The U.S. Constitution has 27 amendments; each was proposed by Congress and ratified by the states.
However, the Constitution sets forth another procedure, never before used, for amending the Constitution. At the request of two thirds of the states, a constitutional convention would be held, at which amendments could be proposed. Any proposals would become part of the Constitution if three fourths of the states ratified them, either at state conventions or in the state legislatures.
Currently, 27 of the needed 34 states have petitioned Congress for a constitutional convention, for the ostensible purpose of writing a balanced-budget amendment (BBA).
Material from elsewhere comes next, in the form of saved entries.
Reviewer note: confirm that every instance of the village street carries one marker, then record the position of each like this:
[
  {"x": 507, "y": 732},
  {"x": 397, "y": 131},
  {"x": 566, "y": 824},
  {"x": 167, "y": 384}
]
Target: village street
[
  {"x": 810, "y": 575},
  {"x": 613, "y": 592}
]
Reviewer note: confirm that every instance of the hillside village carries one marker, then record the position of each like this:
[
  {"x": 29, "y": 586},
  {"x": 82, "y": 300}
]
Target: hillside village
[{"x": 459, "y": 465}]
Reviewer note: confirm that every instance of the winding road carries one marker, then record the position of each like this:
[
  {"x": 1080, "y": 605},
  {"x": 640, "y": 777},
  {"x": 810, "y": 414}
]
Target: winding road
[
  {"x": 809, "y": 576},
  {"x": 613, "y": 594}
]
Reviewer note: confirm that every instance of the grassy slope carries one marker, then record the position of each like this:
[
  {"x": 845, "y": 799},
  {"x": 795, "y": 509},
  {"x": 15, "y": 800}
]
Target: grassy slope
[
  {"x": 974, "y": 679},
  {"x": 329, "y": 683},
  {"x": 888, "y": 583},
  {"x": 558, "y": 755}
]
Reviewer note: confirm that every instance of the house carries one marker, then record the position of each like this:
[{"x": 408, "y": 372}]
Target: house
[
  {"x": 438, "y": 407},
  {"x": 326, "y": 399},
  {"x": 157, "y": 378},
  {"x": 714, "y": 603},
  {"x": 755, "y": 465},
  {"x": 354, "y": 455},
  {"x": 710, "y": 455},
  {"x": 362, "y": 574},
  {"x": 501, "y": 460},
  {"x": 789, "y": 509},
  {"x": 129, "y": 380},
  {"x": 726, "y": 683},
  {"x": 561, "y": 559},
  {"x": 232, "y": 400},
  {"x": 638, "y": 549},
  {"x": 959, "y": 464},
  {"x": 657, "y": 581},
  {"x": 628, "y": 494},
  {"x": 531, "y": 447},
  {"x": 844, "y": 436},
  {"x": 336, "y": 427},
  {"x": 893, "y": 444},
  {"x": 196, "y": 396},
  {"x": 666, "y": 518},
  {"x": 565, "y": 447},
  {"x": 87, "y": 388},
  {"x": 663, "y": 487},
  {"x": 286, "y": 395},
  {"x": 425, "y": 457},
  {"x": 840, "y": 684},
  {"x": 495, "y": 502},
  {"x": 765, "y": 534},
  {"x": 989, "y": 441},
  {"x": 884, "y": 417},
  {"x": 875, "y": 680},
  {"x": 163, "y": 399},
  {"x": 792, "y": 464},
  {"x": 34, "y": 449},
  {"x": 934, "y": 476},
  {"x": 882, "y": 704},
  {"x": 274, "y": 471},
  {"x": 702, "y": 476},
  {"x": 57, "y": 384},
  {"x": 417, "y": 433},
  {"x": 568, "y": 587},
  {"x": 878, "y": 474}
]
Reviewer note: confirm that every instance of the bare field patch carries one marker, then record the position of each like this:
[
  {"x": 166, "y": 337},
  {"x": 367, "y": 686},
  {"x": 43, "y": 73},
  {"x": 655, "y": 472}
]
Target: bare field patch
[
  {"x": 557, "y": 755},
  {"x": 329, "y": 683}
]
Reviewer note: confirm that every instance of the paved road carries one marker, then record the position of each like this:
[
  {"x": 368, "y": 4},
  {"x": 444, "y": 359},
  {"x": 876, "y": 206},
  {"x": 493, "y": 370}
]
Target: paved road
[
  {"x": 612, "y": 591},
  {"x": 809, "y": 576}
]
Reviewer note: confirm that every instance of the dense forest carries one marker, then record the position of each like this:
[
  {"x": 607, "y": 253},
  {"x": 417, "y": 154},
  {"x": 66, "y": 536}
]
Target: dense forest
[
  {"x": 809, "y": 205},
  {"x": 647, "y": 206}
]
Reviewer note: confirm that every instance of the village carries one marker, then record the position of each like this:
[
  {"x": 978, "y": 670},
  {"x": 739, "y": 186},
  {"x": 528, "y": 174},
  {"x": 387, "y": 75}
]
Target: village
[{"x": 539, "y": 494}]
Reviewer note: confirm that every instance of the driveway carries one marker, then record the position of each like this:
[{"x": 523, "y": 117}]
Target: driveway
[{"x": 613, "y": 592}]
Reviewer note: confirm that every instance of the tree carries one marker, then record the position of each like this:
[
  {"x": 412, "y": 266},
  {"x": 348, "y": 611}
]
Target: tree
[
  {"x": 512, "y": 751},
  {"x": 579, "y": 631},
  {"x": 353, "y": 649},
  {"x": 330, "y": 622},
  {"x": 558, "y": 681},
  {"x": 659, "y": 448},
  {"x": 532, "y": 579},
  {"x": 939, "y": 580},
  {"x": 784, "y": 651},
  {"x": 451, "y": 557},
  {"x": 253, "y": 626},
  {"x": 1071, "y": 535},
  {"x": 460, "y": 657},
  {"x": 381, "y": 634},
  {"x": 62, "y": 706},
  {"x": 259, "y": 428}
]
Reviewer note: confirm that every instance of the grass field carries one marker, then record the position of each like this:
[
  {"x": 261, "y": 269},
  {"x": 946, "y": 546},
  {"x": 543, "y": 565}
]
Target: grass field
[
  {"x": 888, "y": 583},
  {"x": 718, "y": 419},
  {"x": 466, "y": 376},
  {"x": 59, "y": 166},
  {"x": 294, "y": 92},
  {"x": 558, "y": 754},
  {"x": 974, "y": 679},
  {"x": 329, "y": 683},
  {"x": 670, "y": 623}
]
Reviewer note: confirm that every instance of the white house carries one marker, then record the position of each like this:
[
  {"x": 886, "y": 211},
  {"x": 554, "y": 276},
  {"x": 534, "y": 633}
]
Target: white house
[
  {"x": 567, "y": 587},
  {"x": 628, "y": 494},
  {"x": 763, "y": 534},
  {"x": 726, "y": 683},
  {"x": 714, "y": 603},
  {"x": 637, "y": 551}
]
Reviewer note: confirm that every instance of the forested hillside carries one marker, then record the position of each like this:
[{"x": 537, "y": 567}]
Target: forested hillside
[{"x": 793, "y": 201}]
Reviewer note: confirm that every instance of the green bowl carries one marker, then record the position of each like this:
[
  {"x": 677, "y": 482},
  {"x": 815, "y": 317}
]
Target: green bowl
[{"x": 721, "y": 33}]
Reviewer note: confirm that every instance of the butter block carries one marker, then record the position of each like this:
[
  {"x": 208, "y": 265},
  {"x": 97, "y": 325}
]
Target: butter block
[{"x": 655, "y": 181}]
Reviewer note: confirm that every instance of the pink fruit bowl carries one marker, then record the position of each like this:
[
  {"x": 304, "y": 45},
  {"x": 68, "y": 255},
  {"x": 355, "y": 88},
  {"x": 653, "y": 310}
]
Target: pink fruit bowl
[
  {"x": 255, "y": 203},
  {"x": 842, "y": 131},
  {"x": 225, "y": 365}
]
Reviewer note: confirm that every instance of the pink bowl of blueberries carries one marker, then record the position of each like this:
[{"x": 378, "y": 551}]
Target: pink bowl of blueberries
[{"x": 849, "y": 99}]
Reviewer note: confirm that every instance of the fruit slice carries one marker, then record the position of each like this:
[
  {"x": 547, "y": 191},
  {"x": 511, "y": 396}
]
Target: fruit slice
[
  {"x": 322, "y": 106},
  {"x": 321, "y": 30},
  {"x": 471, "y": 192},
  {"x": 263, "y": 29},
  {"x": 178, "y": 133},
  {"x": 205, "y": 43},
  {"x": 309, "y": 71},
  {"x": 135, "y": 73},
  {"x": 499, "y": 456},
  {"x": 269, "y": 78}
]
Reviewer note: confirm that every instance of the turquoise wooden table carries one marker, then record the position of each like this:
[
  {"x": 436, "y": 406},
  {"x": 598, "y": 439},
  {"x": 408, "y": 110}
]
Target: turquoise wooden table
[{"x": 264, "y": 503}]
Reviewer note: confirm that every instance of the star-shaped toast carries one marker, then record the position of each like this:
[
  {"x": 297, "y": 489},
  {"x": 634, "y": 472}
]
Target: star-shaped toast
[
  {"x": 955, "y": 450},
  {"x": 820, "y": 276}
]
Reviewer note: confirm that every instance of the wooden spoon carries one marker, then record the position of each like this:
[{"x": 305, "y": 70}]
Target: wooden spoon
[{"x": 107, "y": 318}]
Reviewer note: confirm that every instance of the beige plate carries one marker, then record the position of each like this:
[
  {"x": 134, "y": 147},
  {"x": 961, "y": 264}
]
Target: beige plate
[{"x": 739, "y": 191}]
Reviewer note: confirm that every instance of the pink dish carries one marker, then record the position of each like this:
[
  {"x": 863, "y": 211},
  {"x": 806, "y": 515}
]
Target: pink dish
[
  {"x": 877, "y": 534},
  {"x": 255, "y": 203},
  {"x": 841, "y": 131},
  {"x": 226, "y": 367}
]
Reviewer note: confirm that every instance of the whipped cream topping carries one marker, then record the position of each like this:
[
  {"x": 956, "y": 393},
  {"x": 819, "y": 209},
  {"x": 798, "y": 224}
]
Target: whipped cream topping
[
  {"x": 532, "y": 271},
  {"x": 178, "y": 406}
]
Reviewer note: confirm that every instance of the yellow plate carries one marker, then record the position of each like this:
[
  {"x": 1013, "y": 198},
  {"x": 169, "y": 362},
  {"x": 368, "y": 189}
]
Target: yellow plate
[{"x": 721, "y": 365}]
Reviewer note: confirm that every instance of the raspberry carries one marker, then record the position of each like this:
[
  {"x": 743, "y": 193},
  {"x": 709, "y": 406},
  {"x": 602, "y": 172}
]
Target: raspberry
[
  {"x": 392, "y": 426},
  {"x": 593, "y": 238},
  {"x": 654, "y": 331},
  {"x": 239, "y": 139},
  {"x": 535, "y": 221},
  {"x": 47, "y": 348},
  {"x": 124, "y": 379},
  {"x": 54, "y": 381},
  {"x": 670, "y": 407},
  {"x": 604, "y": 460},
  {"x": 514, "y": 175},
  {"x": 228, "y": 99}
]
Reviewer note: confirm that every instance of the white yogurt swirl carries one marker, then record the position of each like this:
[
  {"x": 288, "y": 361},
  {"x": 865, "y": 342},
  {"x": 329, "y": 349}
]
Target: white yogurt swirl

However, the convention might propose other changes in addition or instead of a BBA—even a total rewrite of the Constitution—if 38 states agreed, the changes would become law.
In November, legislators from 30 states met in Salt Lake City to discuss the matter.
(Score: 0) by Anonymous Coward on Friday December 11 2015, @10:53PM
The Constitution describes the Supreme court as an appellate court (the last in a line of such courts).
It definitely is NOT a legislature and NOT empowered to -create- laws.
WRT to SCOTUS' rejection of the dastardly Trail of Tears program, Andrew Jackson famously said "John Marshall has made his decision; now let him enforce it."
In addition, an appellate court rules on **the case at hand**.
While SCOTUS often joins together similar cases, those who are not party to the lawsuit are not bound by the decision.
(The power that the courts have is "precedent": the realization that if someone else does the -same- type of thing and are sued, it's likely that that decision will -also- go the same way--and will waste a bunch of cash on lawyers.)